Scientists now believe that the microbiota of the gut may be a novel target for combatting some of these observed changes.
Since the early 1970s, the gut microbiome of space travelers has been scrutinized. Newer sequencing technologies developed in the last 20 years have enabled more in-depth analyses of the compositional and functional structure of the gut microbiome and its dynamics during space missions.
Travel in space starts with the launch; preparations for this and experiencing this create a stress. Further, being an astronaut requires quite a change in lifestyle ‘on the job.’ Space travel presents a number of stressors including microgravity, fluid shifts, cosmic radiation, sleep alterations, and confinement. Several of these pre- and post-launch stressors promote gut microbiota dysbiosis, as seen in both animal and human studies.
Gut Changes in Space Travel
Adaptation to microgravity causes immediate fluid shifts from the lower to upper body parts, causing gut function changes such as in motility. In addition, most space travelers experience initial space motion sickness resulting in reduced energy intake, decreased normal gastric myoelectrical activity and delayed gastric emptying.
Microbial changes are also observed. Mice flown on several real space missions demonstrated a higher abundance of Clostridiales and fewer Lactobacillales. In one of these, mice flown for 37 days onboard the International Space Station also demonstrated “unchanged richness of microbial community, an altered community structure and an elevated Firmicutes-to-Bacteroidetes ratio.”
These observations in mice are comparable with the data from the recent NASA Twins Study. One identical twin astronaut was monitored before, during, and after a 1-year mission onboard the International Space Station (ISS); his twin served as a genetically matched ground control. While microbiome diversity remained substantially unchanged, an increase in the Firmicutes-to-Bacteroidetes ratio was seen in the twin in space. The latter effect did not persist upon return to Earth.
The Astronauts’ Microbiome project also yielded interesting space- associated impacts on the microbiomes of nine astronauts who spent six to twelve months in the ISS. Some of these changes:
- Increases in the relative abundance of the beneficial butyrate producer Faecalibacterium
- Increases of Parasutterella, associated with chronic intestinal inflammation.
- Reduced proportions of several genera with anti-inflammatory properties, such as Akkermansia
In addition, two spaceflight missions completed from China demonstrated that the composition and function of the human gut microbiota were markedly affected by spaceflight.
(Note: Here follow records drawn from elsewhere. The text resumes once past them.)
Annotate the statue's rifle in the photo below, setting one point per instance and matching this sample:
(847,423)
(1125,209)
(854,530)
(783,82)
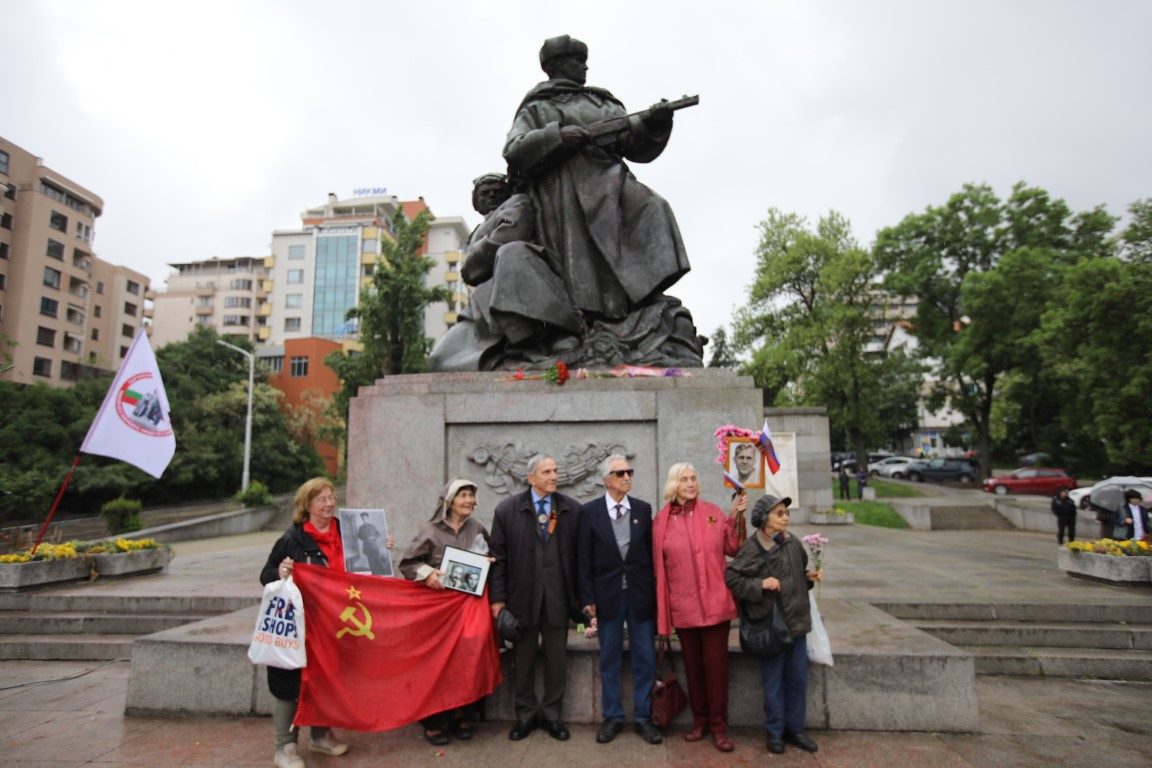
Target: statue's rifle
(607,131)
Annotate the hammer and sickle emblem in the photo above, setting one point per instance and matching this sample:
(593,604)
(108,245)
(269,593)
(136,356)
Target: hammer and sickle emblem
(363,629)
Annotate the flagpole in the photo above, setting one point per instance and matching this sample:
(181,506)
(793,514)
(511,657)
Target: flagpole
(55,503)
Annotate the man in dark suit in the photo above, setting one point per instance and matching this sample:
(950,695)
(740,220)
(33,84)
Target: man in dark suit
(618,586)
(533,541)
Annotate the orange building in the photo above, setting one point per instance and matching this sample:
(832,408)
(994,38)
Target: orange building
(298,371)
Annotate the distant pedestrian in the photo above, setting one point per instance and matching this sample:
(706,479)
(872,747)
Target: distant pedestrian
(1065,509)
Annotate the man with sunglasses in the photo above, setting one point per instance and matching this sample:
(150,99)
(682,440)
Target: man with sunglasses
(616,586)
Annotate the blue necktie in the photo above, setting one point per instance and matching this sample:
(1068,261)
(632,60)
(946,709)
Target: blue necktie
(543,518)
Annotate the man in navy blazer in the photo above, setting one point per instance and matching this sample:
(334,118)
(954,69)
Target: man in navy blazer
(616,586)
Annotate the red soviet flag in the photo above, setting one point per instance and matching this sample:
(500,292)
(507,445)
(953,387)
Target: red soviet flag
(383,653)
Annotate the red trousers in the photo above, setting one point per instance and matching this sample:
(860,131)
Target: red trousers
(705,651)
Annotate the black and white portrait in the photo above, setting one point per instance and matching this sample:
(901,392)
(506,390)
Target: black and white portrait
(745,463)
(364,533)
(463,570)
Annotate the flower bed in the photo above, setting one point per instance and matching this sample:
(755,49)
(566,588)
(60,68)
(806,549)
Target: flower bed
(1115,562)
(74,561)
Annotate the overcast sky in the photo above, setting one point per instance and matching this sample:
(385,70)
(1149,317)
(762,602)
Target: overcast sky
(204,126)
Marked fluctuations were also documented in a recent simulated spaceflight study conducted in humans.
The harms of gut dysbiosis are well-known, adversely impacting sophisticated and interwoven processes across the arc of microbial health.
Potential for Synbiotics in Space Travel
A team of researchers recently published Gut Microbiome and Space Travelers’ Health: State of the Art and Possible Pro/Prebiotic Strategies for Long-Term Space Missions. The review looks at changes in the gastrointestinal tract, energy intake imbalance, altered metabolism and satiety impairment, effects on the musculoskeletal and immune system and neurobehavioral health as well as the use of synbiotics supplements in this group.
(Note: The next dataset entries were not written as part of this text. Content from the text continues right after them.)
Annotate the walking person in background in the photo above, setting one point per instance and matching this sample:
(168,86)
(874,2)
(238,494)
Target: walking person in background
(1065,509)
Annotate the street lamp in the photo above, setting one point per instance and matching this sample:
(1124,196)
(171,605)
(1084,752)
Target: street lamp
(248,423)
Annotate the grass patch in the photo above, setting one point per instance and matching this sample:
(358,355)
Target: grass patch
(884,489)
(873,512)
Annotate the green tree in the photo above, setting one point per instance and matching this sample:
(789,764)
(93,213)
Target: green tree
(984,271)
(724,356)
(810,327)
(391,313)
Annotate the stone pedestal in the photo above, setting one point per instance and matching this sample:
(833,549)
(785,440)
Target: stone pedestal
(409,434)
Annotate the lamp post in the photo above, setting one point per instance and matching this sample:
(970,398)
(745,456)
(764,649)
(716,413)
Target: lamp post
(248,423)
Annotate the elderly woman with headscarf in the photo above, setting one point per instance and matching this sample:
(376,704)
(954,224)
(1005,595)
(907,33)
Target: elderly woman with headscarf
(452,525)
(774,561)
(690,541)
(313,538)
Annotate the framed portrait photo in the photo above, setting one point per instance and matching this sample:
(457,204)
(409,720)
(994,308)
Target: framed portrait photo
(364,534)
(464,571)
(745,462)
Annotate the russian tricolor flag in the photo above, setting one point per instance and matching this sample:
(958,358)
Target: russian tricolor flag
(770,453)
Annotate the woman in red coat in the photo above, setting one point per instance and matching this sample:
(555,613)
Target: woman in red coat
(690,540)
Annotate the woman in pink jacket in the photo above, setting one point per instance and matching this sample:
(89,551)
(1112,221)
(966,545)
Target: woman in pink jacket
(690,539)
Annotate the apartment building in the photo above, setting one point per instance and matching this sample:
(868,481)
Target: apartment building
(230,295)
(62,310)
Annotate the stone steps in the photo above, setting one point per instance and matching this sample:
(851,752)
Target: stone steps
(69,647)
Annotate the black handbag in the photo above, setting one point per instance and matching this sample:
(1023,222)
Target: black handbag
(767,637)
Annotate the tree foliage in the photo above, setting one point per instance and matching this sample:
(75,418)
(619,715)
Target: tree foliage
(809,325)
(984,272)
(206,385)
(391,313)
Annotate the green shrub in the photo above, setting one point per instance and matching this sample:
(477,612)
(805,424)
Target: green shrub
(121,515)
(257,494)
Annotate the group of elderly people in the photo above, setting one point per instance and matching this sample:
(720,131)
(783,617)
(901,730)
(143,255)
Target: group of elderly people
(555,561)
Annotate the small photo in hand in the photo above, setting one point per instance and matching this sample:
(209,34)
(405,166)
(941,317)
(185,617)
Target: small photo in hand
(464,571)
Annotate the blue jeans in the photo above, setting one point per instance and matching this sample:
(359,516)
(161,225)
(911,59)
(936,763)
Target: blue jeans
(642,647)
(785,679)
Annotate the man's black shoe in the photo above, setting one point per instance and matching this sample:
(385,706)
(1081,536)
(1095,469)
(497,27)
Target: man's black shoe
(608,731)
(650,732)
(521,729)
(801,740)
Far too expansive to delineate here, the various described studies (animal and human) which suggest potential in this application should be valuable for interested stakeholders.
The authors conclude that preserving a healthy gut microbiota profile may help mitigate the unwanted effects on the space traveler’s body, thus contributing to the success of long-term missions.
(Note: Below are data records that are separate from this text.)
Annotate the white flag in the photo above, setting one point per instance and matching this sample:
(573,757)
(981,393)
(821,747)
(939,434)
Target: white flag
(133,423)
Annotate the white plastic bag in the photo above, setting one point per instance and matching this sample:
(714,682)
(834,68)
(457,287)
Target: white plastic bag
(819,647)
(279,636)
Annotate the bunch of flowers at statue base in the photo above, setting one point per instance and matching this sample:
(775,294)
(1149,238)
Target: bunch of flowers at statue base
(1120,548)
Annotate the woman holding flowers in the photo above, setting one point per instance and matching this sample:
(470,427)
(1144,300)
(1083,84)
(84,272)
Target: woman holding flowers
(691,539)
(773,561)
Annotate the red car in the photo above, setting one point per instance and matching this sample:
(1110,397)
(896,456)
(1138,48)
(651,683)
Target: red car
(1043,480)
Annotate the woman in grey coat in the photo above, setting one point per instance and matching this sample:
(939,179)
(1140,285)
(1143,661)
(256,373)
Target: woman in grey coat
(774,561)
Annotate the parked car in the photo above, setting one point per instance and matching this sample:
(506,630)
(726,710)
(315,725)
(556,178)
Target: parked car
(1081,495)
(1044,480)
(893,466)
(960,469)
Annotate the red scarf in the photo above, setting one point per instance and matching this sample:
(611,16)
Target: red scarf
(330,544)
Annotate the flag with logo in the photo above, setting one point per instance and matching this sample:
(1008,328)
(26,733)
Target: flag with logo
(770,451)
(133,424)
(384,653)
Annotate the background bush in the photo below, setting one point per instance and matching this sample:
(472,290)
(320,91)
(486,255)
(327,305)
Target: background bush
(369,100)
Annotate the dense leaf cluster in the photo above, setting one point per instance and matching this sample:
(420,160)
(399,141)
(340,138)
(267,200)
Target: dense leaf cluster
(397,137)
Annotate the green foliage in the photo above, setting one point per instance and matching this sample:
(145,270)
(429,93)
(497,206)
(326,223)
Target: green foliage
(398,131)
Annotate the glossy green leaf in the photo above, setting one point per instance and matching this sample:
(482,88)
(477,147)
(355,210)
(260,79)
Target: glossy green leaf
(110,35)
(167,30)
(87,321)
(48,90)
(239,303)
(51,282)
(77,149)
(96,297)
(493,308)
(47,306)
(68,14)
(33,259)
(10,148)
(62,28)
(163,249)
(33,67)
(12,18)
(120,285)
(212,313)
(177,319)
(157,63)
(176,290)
“This could be achieved by optimizing diets to ensure adequate energy and fiber supply for SCFA production, while avoiding nutritional imbalances, as well as by integrating them with prebiotics, bioactive compounds and probiotics for potentially synergistic effects. Aside from prebiotics and bioactive compounds, probiotics, both traditional and next-generation ones, during spaceflights can be postulated as a non-invasive alternative –given that safety is assured- to protect space travelers against altered metabolism, satiety impairment, immune dysregulation, circadian rhythm changes, bone and muscle loss, as well as neurobehavioral disorders. “
The health challenges of space travel for even the fittest of candidates are considerable. Prebiotics, probiotics and synbiotics may one day alleviate some of those negative effects.
However, the authors of the above review caution that additional mechanistic, intervention and clinical studies are needed before these microbiota manipulation tools can be incorporated into spaceflight practice.